La naissance du Baptiste est bien dans le style des Ecritures, conception miraculeuse, don du nom, annonce d’une vie au service des œuvres de Dieu. Cette naissance permet d’inscrire celle de Jésus dans la suite de celles que raconte le premier Testament. Elle permet de joindre ce qui n’existe pas encore, un premier et un second testament. L’alliance dont Dieu se souvient ‑ c’est le sens du nom de Zacharie ‑ est recadrée : l’enfant ne s’appellera pas comme son père, mais Jean, Dieu fait grâce. Quand Dieu se souvient, il fait grâce
C’est ce que déploie jusqu’à l’accomplissement, jusqu’à l’extrême, la vie de Jésus.
Il fallait aussi permettre aux disciples de Jean de rentrer dans le rang. Jésus, disciple de Jean est le maître. Il trace sa route et abandonne le chemin que le Baptiste avait ouvert dans le désert. La conversion est nécessaire, mais elle est la conséquence de la miséricorde divine, non ce qui la motiverait. Ce n’est pas par crainte de la cognée à la racine de l’arbre que l’on se convertit, c’est parce que le Royaume est venu jusqu’à nous, que le temps de la grâce est ouvert ; Jean l’avait dit en son nom : Dieu fait grâce.
Avec la naissance de Jean, chaque naissance est annonciatrice de celle de Jésus. Elle donne l’expérience et les mots pour entendre ce qui advient en Jésus. Un fils d’homme pour qui la poursuite de la justice est nécessité, obligation, devoir, mais aussi service et révolte.

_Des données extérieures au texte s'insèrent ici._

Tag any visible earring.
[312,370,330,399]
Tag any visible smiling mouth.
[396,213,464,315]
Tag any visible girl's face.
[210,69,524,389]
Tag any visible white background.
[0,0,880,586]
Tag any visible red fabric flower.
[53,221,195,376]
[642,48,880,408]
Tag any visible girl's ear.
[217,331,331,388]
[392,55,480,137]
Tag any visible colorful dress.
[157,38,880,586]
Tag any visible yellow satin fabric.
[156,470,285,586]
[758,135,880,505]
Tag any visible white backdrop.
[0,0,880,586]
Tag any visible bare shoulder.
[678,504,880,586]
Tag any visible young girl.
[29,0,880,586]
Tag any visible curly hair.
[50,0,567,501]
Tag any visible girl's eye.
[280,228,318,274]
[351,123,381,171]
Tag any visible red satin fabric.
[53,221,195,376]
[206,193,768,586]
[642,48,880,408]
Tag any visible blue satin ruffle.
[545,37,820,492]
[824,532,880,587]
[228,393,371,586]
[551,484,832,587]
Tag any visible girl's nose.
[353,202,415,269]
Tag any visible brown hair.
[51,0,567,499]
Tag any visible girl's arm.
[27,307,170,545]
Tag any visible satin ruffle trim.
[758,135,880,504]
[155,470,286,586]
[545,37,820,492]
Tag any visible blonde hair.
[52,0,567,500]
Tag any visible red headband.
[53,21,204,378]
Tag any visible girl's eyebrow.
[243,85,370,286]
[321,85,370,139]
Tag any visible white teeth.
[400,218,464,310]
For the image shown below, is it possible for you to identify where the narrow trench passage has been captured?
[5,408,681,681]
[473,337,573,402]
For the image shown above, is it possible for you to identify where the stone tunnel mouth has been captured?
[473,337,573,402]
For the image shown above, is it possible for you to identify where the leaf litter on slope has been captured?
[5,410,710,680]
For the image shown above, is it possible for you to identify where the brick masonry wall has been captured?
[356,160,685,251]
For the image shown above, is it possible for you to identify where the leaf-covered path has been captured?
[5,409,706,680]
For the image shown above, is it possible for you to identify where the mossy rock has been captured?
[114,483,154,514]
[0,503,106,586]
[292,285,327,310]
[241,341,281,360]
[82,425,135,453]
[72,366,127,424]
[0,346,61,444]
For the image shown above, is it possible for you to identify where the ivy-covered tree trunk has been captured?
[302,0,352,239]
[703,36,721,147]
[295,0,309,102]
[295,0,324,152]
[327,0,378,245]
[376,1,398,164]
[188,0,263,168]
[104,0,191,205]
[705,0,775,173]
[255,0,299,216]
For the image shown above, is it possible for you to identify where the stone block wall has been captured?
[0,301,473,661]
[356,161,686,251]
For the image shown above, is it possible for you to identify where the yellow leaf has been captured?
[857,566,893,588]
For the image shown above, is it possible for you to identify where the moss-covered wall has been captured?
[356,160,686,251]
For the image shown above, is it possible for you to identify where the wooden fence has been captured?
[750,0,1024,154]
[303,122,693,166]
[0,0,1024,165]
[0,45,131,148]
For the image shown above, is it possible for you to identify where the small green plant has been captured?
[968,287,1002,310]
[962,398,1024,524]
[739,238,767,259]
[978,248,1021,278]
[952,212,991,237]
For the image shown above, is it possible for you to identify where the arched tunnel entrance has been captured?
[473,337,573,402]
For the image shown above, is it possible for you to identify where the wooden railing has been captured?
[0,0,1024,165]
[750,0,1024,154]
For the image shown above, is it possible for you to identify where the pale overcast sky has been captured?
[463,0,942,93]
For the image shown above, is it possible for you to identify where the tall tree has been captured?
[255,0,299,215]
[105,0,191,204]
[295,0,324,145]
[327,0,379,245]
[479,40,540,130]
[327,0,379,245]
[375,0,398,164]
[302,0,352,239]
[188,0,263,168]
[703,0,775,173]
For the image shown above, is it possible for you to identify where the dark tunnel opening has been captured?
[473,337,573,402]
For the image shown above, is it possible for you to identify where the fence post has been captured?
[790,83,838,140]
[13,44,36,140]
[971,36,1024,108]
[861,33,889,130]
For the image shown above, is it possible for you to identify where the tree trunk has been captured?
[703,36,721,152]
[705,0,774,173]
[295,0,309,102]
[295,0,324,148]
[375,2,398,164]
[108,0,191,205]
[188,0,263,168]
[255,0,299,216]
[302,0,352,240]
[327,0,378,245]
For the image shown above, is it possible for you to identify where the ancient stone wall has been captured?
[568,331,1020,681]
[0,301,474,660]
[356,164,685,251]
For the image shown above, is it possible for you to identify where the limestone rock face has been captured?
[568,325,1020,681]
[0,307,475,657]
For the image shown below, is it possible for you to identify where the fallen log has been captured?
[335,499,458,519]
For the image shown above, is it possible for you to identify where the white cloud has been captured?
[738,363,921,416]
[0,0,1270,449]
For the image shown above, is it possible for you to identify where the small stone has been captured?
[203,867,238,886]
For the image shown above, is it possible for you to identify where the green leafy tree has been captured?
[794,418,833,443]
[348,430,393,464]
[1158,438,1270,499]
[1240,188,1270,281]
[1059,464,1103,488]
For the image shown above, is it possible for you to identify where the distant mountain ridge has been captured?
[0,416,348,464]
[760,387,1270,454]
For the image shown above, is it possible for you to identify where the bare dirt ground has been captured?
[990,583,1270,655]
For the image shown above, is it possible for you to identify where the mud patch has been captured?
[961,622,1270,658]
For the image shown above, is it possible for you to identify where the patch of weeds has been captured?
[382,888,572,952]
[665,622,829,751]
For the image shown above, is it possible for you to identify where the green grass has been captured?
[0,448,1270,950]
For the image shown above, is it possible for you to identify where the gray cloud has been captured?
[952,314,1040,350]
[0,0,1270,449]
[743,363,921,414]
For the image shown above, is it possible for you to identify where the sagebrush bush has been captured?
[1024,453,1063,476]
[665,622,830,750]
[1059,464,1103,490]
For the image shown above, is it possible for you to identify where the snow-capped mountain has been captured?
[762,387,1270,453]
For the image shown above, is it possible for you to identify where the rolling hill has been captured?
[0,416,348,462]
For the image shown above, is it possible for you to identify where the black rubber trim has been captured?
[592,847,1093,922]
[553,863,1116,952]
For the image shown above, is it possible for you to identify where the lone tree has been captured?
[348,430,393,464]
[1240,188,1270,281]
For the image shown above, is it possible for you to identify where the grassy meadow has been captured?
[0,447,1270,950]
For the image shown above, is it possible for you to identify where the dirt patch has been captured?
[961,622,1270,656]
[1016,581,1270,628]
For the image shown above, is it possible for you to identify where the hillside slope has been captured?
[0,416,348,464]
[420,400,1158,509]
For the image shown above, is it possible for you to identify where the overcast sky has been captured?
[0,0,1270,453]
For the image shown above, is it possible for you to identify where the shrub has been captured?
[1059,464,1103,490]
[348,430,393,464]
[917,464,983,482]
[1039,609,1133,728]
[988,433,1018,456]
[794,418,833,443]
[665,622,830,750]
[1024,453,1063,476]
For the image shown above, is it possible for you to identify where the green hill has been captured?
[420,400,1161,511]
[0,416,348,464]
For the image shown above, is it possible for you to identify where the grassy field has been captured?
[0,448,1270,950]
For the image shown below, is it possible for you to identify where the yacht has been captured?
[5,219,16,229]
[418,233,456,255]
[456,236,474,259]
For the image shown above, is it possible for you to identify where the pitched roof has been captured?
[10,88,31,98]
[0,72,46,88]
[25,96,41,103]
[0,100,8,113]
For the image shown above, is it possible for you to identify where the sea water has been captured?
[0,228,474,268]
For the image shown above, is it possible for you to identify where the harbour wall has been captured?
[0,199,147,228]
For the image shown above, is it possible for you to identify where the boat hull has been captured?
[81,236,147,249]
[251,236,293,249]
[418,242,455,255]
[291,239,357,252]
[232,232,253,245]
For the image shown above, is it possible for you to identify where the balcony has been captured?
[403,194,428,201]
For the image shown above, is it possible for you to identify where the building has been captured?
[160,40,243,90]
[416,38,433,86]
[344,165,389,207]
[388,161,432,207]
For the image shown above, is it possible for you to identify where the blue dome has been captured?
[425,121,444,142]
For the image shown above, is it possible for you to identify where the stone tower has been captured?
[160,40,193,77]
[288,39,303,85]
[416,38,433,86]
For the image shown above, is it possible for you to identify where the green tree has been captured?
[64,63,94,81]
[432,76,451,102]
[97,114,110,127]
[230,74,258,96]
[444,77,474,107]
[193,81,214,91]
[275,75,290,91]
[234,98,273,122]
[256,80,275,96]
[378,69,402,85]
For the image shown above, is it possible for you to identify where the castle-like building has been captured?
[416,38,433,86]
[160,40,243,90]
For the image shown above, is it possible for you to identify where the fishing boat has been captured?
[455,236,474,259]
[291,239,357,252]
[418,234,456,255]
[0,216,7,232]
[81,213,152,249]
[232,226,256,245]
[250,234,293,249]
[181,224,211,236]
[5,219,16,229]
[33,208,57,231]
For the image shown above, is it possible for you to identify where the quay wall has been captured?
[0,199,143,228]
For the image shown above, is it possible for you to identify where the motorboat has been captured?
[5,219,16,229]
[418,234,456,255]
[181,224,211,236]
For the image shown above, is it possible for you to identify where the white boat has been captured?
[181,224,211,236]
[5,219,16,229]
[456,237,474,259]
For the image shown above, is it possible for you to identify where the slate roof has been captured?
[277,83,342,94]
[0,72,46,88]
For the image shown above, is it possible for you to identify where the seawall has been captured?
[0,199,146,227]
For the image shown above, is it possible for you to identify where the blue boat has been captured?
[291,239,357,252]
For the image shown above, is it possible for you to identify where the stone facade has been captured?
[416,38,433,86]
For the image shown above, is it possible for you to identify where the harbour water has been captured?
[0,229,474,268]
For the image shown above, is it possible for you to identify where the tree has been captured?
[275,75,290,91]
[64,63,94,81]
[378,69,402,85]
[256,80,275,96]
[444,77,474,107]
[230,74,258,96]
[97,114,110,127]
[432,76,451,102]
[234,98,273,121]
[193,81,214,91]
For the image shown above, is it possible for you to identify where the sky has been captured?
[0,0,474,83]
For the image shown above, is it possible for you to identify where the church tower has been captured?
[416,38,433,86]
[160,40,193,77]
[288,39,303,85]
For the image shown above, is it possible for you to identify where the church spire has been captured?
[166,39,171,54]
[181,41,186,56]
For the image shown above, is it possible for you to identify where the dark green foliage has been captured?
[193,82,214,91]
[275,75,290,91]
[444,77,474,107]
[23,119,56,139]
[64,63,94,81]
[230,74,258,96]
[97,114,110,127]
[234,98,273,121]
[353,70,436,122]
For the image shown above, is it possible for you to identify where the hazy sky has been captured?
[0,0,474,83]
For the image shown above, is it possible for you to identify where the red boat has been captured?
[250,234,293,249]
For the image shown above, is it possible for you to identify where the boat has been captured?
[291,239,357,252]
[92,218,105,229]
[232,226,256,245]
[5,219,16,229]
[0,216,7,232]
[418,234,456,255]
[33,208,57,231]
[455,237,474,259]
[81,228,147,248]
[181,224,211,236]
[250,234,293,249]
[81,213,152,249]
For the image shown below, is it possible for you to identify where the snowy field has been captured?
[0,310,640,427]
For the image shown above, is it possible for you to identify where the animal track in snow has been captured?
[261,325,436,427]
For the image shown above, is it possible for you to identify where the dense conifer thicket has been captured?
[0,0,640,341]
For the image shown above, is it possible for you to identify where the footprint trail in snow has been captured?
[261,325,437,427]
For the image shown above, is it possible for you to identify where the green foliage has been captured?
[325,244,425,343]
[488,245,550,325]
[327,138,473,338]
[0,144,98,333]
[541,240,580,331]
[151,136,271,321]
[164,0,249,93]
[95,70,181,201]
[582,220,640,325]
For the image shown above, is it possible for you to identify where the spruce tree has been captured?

On aurait aimé que le psaume, à la naissance d’un enfant, qui crie comme tout nouveau-né, qui crie aussi dans le désert, à la naissance d’un enfant qui réjouit, on aurait aimé que le psaume soit celui qui commande de pousser des cris de joies ! Non parce que nous serions heureux, mais pour faire trembler les oppresseurs. Comme les esclaves noirs qui découvrent dans l’évangile, gospel, la force qui renverse les puissants de leur trône. Déployant la force de son bras, il renverse les superbes comme il avait ouvert la mer. Le cri de joie des petits a de quoi inquiéter ceux qui se pensent puissants, qui vivent en puissants.
Avec la naissance du Baptiste, ce qui s’inaugure, c’est une écriture de l’histoire depuis les victimes. Inscrire sur le marbre, ou du moins sur le parchemin recopié jusqu’à aujourd’hui, l’injustice des puissants, la dénoncer, encore et toujours. Ecrire le chant de joie des écrasés, ne pas oublier leur mémoire, y compris lorsqu’ils furent détruits au nom de l’évangile, l’évangile à la main. Il en sait quelque chose le Baptiste, supprimé par Hérode.
Cette injustice, cette violence, c’est la nôtre. C’est celle d’un ordre mondial dont nous profitons aux dépends des autres, ceux qui ne sont pas blancs, Occidentaux, et si possible mâles. Le sommet pour un nouveau pacte financier, hier, est-il un énième atermoiement des pays riches ? Certains des chefs d’Etat du Sud ne veulent plus de promesse, seulement que le Nord fasse ce à quoi il s’est déjà engagé.
Nos concitoyens, partout au Nord, refusent l’immigration des pauvres, ou une nouvelle chance pour les prisonniers ou la dignité des pauvres. Or nous sommes l’origine de l’asservissement où nous mettons la planète. L’Evangile s’il n’est pas politique, l’évangile s’il est le mol édredon où nous assouvissons nos désirs malsains, lubriques, de spiritualité, ne mérite pas une seconde qu’on s’y attarde.
La naissance du Baptiste comme la résurrection de Jésus est insurrectionnelle ; anastasis : il élève les humbles.
On pourra penser que la fête est une stratégie de christianisation des fêtes païennes du jour le plus long. Il est trop long le jour de la souffrance des humiliés. Elle a assez duré la fête insouciante et meurtrière des riches. Oui, la lumière l’emporte sur la nuit, notre calendrier l’atteste en ces jours. C’est cela que nous voulons raconter à nos concitoyens du Nord. S’il est une pastorale kérygmatique, c’est celle-ci. Le voici le kérygme : l’anastasis, le relèvement et l’insurrection des humiliés, en Jésus, par Jésus, hier, aujourd’hui, demain.